Ok, so I am trying to understand it. Here is a sample code where it is used. Could someone clear up for me what exactly is going on?

 

<?php
$employees [] = array(
  'name' => 'Albert',
  'age' => '34',
  'salary' => "$10000"
  );
  $employees [] = array(
  'name' => 'Claud',
  'age' => '20',
  'salary' => "$2000"
  );
  
  $doc = new DOMDocument();
  $doc->formatOutput = true; 
?>

 

I can see that the first "=>" assigns an array, ok thats cool.

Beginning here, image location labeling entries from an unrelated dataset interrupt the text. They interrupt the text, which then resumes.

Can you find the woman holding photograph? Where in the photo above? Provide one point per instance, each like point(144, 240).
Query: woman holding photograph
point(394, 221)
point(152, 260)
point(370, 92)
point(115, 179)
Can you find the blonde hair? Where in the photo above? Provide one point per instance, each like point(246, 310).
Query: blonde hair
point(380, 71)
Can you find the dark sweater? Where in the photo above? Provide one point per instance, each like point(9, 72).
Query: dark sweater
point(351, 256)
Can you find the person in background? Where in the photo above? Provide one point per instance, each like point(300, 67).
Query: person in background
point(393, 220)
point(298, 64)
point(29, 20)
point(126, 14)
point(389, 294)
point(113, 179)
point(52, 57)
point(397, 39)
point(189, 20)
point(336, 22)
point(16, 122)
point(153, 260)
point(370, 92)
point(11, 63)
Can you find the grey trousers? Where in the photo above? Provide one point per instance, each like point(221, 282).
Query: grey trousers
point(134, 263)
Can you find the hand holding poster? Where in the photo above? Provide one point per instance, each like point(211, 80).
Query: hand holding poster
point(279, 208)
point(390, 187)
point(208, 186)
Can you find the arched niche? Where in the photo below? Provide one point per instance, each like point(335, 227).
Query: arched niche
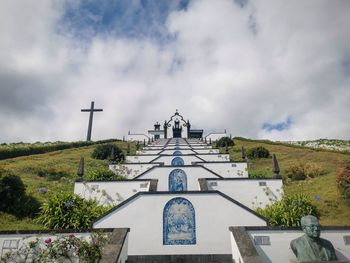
point(177, 181)
point(179, 224)
point(177, 161)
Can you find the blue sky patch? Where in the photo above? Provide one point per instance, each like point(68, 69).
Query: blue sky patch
point(280, 126)
point(119, 18)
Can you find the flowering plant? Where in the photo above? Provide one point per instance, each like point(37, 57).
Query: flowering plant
point(59, 249)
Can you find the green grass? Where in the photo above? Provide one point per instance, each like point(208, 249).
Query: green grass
point(333, 208)
point(27, 167)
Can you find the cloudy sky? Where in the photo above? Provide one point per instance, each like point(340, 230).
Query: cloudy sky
point(260, 69)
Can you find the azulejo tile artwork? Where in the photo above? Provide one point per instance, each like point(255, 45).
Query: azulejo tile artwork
point(179, 225)
point(177, 180)
point(177, 161)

But what is the second, "->" part do??

 

Thank you!

Hopefully this will help you physaux: by doing this:

 

$employees [] = array(
  'name' => 'Albert',
  'age' => '34',
  'salary' => "$10000"
);

 

You are creating an associative array. What that means is instead of having an array with 0,1,2 as the index's the index's are what you set here. For example using the array above you could access the fields like this:

 

$employees['name'] //would equal Albert
$employees['age'] //would equal 34
$employees['salary'] //would equal $10000

//without named indexes it would be
$employees[0] //would equal Albert
$employees[1] //would equal 34
$employees[2] //would equal $10000

 

Now for this part:

 

  $doc = new DOMDocument();
  $doc->formatOutput = true; 

 

What you are using there is a class. When you do $doc = new DOMDocument(); you are creating an instance of that class. Then $doc->formatOutput is setting a variable in that class. so for instance the class may look like this:

 

class DOMDocument{
   public formatOutput = false;

   public function helloWorld(){
        echo 'hello world';
   }
}

 

So by doing $doc->formatOutput it is then setting that to true instead. You can also access functions like that as well. So using the example above if you were to do this $doc->helloWorld(); it would output "hello world". All that is doing is making a reference to an object of that class. Hopefully that will clear some stuff up.